Hagger, who has almost 200 convictions for dishonesty offences, did not reply and last night police did not know where he was.
However he spoke to the Herald yesterday and said there was a simple explanation for why he was hiding.
He did not go to his last court date in Taupo as he was unwell, sending someone to hand over explanatory documents to the court and his lawyer.
"I've been on the methadone programme for a number of years and I was at the time coming off the methadone," he said.
"I took in a doctor's report and a medical certificate to have the matter adjourned and the judge said 'Mr Hagger is a liar and a thief and I'm not going to look at this'. Didn't even look at it and he put a warrant out for my arrest.
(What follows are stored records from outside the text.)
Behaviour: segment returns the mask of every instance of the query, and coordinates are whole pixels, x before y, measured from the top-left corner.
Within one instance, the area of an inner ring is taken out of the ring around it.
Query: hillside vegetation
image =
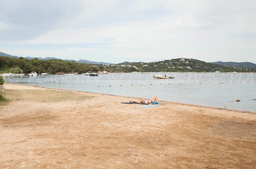
[[[85,73],[105,71],[109,72],[256,72],[255,69],[237,68],[207,63],[193,59],[172,59],[149,63],[124,62],[116,65],[91,65],[77,63],[60,59],[40,60],[0,56],[0,73],[28,74],[31,72],[38,73],[55,74],[63,72]]]
[[[230,67],[236,67],[241,68],[256,69],[256,64],[251,62],[224,62],[221,61],[218,62],[212,62],[212,63],[218,64],[222,66]]]
[[[149,63],[124,62],[117,65],[100,66],[108,72],[256,72],[255,69],[237,68],[207,63],[193,59],[172,59]]]
[[[44,60],[36,58],[29,60],[22,57],[15,58],[0,56],[0,73],[28,74],[35,71],[39,74],[54,74],[60,72],[82,73],[87,71],[95,72],[99,70],[98,67],[92,65],[60,59]]]

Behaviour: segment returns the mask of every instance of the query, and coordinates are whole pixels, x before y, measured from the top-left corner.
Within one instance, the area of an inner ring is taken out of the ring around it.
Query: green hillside
[[[28,74],[32,72],[38,73],[48,73],[54,74],[58,72],[82,73],[87,71],[100,70],[97,67],[74,61],[64,61],[60,59],[39,60],[36,58],[29,60],[23,57],[15,58],[0,56],[0,73]]]
[[[256,72],[256,69],[232,68],[207,63],[193,59],[172,59],[148,63],[127,62],[104,66],[105,70],[112,72]],[[102,69],[103,68],[101,67]]]
[[[0,73],[12,72],[28,74],[55,74],[63,73],[81,74],[87,71],[96,72],[106,71],[108,72],[256,72],[256,69],[233,68],[207,63],[193,59],[172,59],[148,63],[125,62],[116,65],[94,65],[77,63],[60,59],[40,60],[35,58],[27,59],[0,56]]]

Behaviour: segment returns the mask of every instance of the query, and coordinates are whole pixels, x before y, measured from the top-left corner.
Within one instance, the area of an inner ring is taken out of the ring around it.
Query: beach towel
[[[130,101],[129,102],[121,102],[122,104],[146,104],[147,103],[142,103],[139,102],[137,102],[136,101]]]
[[[160,107],[163,106],[162,105],[158,105],[156,104],[154,104],[153,105],[141,105],[141,106],[137,106],[137,107]]]

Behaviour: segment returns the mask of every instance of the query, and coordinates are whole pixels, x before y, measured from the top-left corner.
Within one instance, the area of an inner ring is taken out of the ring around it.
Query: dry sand
[[[0,108],[2,169],[256,167],[255,113],[5,86],[12,101]]]

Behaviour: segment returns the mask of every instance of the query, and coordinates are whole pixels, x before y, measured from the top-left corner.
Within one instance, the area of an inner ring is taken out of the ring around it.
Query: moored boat
[[[88,71],[86,73],[84,74],[85,76],[98,76],[99,74],[97,73],[91,73],[90,72]]]
[[[66,76],[74,76],[74,74],[72,74],[72,73],[71,74],[69,73],[68,74],[65,74],[64,75]]]
[[[3,77],[11,77],[12,75],[12,73],[3,73],[2,76],[3,76]]]
[[[35,72],[32,72],[31,73],[28,74],[28,75],[31,77],[36,77],[37,76],[37,73]]]
[[[167,76],[166,75],[165,76],[162,75],[158,75],[157,76],[154,75],[153,77],[154,79],[173,79],[174,77],[172,76]]]

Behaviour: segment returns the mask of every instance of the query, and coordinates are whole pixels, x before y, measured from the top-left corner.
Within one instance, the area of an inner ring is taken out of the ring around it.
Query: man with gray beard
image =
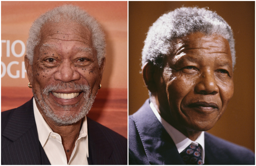
[[[127,140],[86,117],[105,66],[104,35],[78,7],[43,14],[25,62],[34,97],[2,113],[2,164],[127,164]]]

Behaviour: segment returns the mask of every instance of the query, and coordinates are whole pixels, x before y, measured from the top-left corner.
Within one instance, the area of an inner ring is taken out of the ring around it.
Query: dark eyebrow
[[[49,47],[50,48],[56,48],[56,46],[54,44],[43,44],[43,45],[45,47]],[[90,54],[93,54],[92,49],[90,47],[86,47],[81,46],[78,48],[76,48],[75,49],[78,51],[80,51],[82,52],[85,52],[89,53]]]

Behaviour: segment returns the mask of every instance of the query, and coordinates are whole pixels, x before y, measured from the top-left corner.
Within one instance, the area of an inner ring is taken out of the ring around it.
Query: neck
[[[62,145],[65,151],[68,163],[78,138],[83,119],[76,123],[66,126],[60,126],[42,115],[44,118],[54,132],[61,138]]]
[[[158,100],[156,98],[157,98],[157,97],[155,96],[151,96],[150,98],[150,101],[151,102],[153,102],[154,106],[161,117],[164,119],[164,120],[168,123],[172,125],[172,127],[184,134],[185,136],[192,141],[195,141],[201,134],[202,132],[188,129],[184,127],[182,125],[182,124],[180,124],[178,122],[176,122],[177,121],[173,119],[170,111],[160,111],[160,110],[161,109],[166,110],[168,109],[160,108]]]

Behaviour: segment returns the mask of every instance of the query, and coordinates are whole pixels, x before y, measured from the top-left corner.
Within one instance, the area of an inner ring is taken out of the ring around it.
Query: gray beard
[[[65,89],[67,87],[69,87],[72,89],[82,90],[84,93],[84,97],[85,99],[85,102],[81,109],[80,111],[76,115],[72,116],[66,115],[65,113],[66,111],[70,111],[71,108],[77,106],[79,103],[75,105],[62,105],[56,103],[58,106],[62,108],[65,112],[64,114],[58,116],[54,114],[52,110],[47,104],[43,97],[41,94],[40,94],[40,100],[36,93],[33,90],[33,94],[35,100],[40,106],[46,116],[49,118],[57,125],[60,126],[68,125],[75,123],[84,117],[89,112],[94,102],[96,95],[92,95],[91,94],[89,96],[90,87],[89,86],[84,85],[77,85],[74,83],[62,83],[57,85],[50,85],[47,86],[43,91],[43,93],[46,95],[48,98],[49,97],[50,93],[51,91],[57,90]]]

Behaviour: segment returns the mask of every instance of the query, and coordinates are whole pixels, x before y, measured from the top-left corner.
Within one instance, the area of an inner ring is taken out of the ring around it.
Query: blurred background
[[[255,2],[129,2],[129,114],[148,98],[140,71],[141,52],[148,28],[159,17],[177,8],[208,7],[230,26],[236,42],[235,90],[225,112],[207,132],[255,151]]]
[[[106,35],[102,88],[88,116],[127,138],[127,2],[1,2],[1,111],[20,106],[33,96],[24,63],[29,28],[41,14],[64,4],[86,11]]]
"I'm planning on going to court and turning myself in but not in that area. I've had a social worker recommend to me that I not go to that court, that I get it transferred out of that area."
Hagger, who would not say where he was, has been off methadone for about a month.
"I've got clean drug tests to go with that. I have been in prison before, of course - I've got a big past, I think I've got 178 dishonesty convictions, but I've been out of jail for five years.
"In that time I've tried to clean up my act."
Hagger vowed to end his offending and had solid plans for his future.
"I'm off the methadone. I've already done a certificate of social and community science and a year of youth work previously. I've done drug and alcohol courses, anger management, stress management, relapse prevention - all those sorts of things.
"I have either a year to go on my youth work course or two years on my social and community science course. So I'm planning on continuing those."
Hagger said he wanted to get the charges dealt with as quickly as possible so he could move on with his life.
He said police had not contacted him on Facebook, apart from the response they made about his posting on their own page. "Yes I am planning on getting in touch with them."
He was "quite surprised" his message to police had created such a stir.
The officers who run the Facebook page removed Hagger's post, an action which annoyed some followers who believed the comment created publicity that would have helped police to find him.
An officer maintaining the page yesterday said the deleted comments were detracting from the purpose of publishing Hagger's photo.
"Fair call, we are new to this social media thing and the posts appeared to be detracting from the purpose of the thread. I see now that they created traffic ... But in the long game the purpose of the page is not about creating traffic and having things go viral," they wrote.
Hagger spent time in jail in 2008, twice in 2007 and in 2004 for offences including escaping from police custody, theft, shoplifting and theft. He also has convictions in Australia.